The stock is up 596% year-to-date and has surged roughly 4,000% over the past year — numbers that are hard to ignore no matter how seasoned you are.
Three major analyst upgrades have landed in quick succession, all pointing to the same driver: tight NAND flash supply meeting surging data center demand.
Wedbush moved first among the trio, lifting its price target from $1,200 to $2,000 while keeping an Outperform rating. The firm updated its estimates ahead of SanDisk’s fiscal fourth-quarter 2026 earnings report.
Jim Cramer didn’t mince words on Mad Money. “That’s a monumental increase in estimate,” he said. “And it’s probably still too low.”
Cramer’s take was blunt — when traders see a target jump that large, they don’t deliberate. They buy. He called the Wedbush move a “catch-up play,” implying the analyst had been slow to reflect what the market already knew.
Analysts Pile In
Bank of America raised its target to $2,500 from $2,100 on July 1st, maintaining a Buy rating. BofA’s argument was straightforward: SanDisk should be able to hold pricing power for longer than expected, given the ongoing shortage in the NAND storage market.
Bernstein went the furthest. On June 30th, it raised its target to $3,000 from $1,700 — a jump of $1,300 in a single revision — while keeping an Outperform rating. Bernstein pointed to a growing trend of long-term supply agreements in the memory industry, which it believes will benefit suppliers like SanDisk directly.

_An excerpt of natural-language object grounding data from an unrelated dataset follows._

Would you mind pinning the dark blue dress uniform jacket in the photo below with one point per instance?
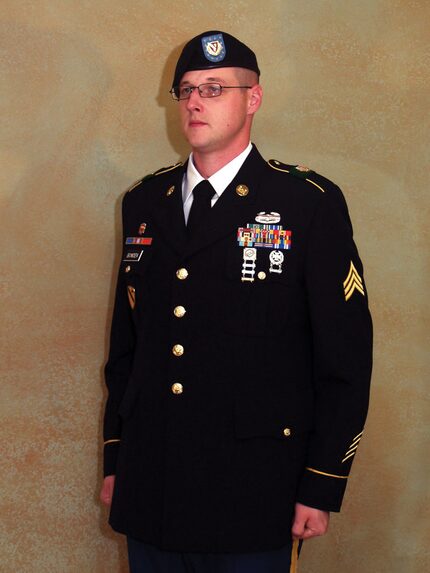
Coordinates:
(219, 419)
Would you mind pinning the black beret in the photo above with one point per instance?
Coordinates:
(214, 49)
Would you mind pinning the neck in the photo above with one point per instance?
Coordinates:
(209, 163)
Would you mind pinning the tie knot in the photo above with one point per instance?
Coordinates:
(203, 191)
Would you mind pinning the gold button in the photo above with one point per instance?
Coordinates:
(179, 311)
(242, 190)
(182, 274)
(177, 388)
(178, 350)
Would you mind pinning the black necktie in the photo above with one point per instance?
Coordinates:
(200, 209)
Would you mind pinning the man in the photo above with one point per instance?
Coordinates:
(240, 356)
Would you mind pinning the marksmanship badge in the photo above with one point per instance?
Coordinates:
(248, 266)
(276, 259)
(214, 48)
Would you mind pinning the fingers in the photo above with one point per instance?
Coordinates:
(309, 522)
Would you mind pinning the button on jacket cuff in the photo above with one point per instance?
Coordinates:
(111, 451)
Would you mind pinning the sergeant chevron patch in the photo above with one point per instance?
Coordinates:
(350, 452)
(352, 282)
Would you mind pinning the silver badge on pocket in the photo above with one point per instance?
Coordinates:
(276, 259)
(248, 266)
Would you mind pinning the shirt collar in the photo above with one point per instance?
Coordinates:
(219, 180)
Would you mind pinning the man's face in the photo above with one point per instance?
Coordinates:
(219, 123)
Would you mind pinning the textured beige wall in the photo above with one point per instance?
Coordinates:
(83, 114)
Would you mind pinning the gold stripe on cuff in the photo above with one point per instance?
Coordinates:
(111, 442)
(294, 556)
(326, 474)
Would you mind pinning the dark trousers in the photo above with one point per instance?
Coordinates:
(145, 558)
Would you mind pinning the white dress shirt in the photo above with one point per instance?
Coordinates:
(219, 180)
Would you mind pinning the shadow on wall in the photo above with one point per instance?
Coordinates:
(164, 100)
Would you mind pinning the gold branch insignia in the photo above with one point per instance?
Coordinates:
(131, 291)
(353, 282)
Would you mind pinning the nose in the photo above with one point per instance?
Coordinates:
(194, 102)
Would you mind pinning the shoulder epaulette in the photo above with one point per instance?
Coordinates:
(298, 171)
(151, 175)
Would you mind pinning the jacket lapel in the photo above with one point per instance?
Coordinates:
(232, 209)
(168, 213)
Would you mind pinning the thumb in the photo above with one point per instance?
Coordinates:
(298, 528)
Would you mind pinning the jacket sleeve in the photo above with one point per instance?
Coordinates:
(342, 349)
(118, 367)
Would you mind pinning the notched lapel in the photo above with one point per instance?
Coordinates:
(234, 208)
(169, 213)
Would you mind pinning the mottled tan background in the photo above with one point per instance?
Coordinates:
(84, 114)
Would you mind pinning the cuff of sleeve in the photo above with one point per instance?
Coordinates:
(110, 455)
(322, 490)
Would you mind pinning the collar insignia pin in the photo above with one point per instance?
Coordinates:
(242, 190)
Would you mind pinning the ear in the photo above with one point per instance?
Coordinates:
(255, 99)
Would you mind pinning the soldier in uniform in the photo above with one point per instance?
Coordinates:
(240, 352)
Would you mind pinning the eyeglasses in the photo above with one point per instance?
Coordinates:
(205, 90)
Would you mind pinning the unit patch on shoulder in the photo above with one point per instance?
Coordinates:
(299, 171)
(352, 282)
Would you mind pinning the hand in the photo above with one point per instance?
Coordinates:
(309, 522)
(107, 490)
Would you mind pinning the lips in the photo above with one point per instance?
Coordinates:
(196, 123)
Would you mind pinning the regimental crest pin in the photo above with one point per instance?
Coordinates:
(214, 48)
(267, 218)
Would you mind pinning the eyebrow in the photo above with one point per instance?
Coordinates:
(206, 80)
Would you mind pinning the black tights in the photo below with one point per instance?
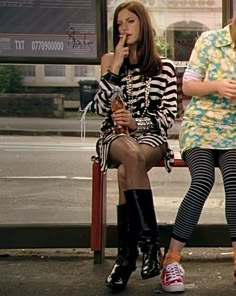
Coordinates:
(201, 164)
(133, 161)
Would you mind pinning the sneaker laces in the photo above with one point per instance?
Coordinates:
(174, 271)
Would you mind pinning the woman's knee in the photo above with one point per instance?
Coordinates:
(135, 156)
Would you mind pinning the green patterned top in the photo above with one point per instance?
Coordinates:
(210, 121)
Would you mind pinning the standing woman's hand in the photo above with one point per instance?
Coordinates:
(124, 117)
(121, 52)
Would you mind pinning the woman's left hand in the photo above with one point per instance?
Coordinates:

Three separate firms. Three bullish calls. All within a two-week window.
The Supply Story
Cramer tied it together on Mad Money, noting that SanDisk wasn’t alone in its rally. Micron, Seagate, Lumentum, Corning, and Western Digital all moved to the top of the S&P 500 leaderboard on the same session.
“These are all companies that make products where there’s intense demand right now, mostly from the data center, and there’s not enough supply,” Cramer said.
He also had some fun at the analyst’s expense: “Where was that guy? Was he like hiking in the Andes for a while? Come on, wake up.”
The clarion call, as Cramer framed it, was simple — more price increases are coming for data storage products, and the market is pricing that in.
SNDK stock was up 5.01% in the most recent session, with Bernstein’s $3,000 target now representing the highest on Wall Street.